Exploring Hidden Acoustic Spin Underwater

TL;DR

This paper reveals that underwater acoustic waves inherently possess a non-trivial spin angular momentum due to their longitudinal nature, which can be detected through various methods and exploited for advanced underwater communication and control.

Contribution

It uncovers the intrinsic spin angular momentum in underwater acoustic waves and demonstrates methods to detect and utilize this spin for novel underwater applications.

Findings

Intrinsic acoustic spin exists in underwater waves.

Detection methods include interference and boundary evanescent waves.

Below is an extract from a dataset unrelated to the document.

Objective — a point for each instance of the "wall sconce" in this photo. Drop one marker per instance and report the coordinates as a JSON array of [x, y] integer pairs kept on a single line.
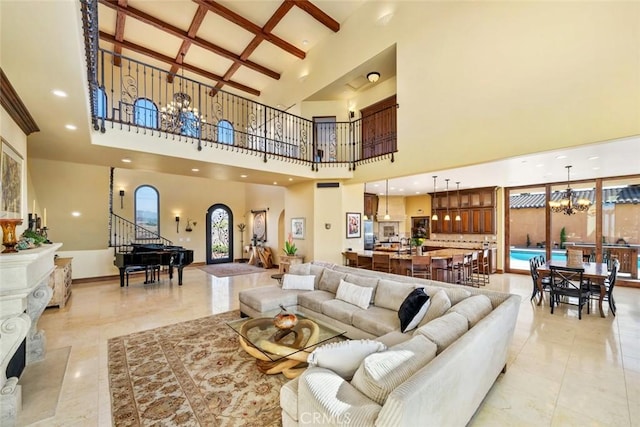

Spin-orbital coupling enables unidirectional and backscattering-immune transport.

Abstract

Investigating wave propagation in fluid enables a variety of important applications in underwater communications, object detections and unmanned robot control. Conventionally, momentum and spin reveal fundamental physical properties about propagating waves. Yet, vast previous research focused on the orbital angular momentum of acoustics without thinking about the existence possibility of spin due to the longitudinal wave nature. Here, we show that underwater acoustic wave processes the non-trivial spin angular momentum intrinsically, which is associated with its special spin-orbital coupling relation for longitudinal waves. Furthermore, we demonstrate that this intrinsic spin, although unobservable in plane wave form, can be detected by four approaches: wave interference, Gaussian exponential decay form, boundary evanescent wave, and waveguide mode. We further show that the strong spin-orbital coupling can be exploited to achieve unidirectional excitation and backscattering immune transport. We hope the present results can improve the geometric and topological understanding about underwater acoustic wave and pave the way on the spin-related underwater applications.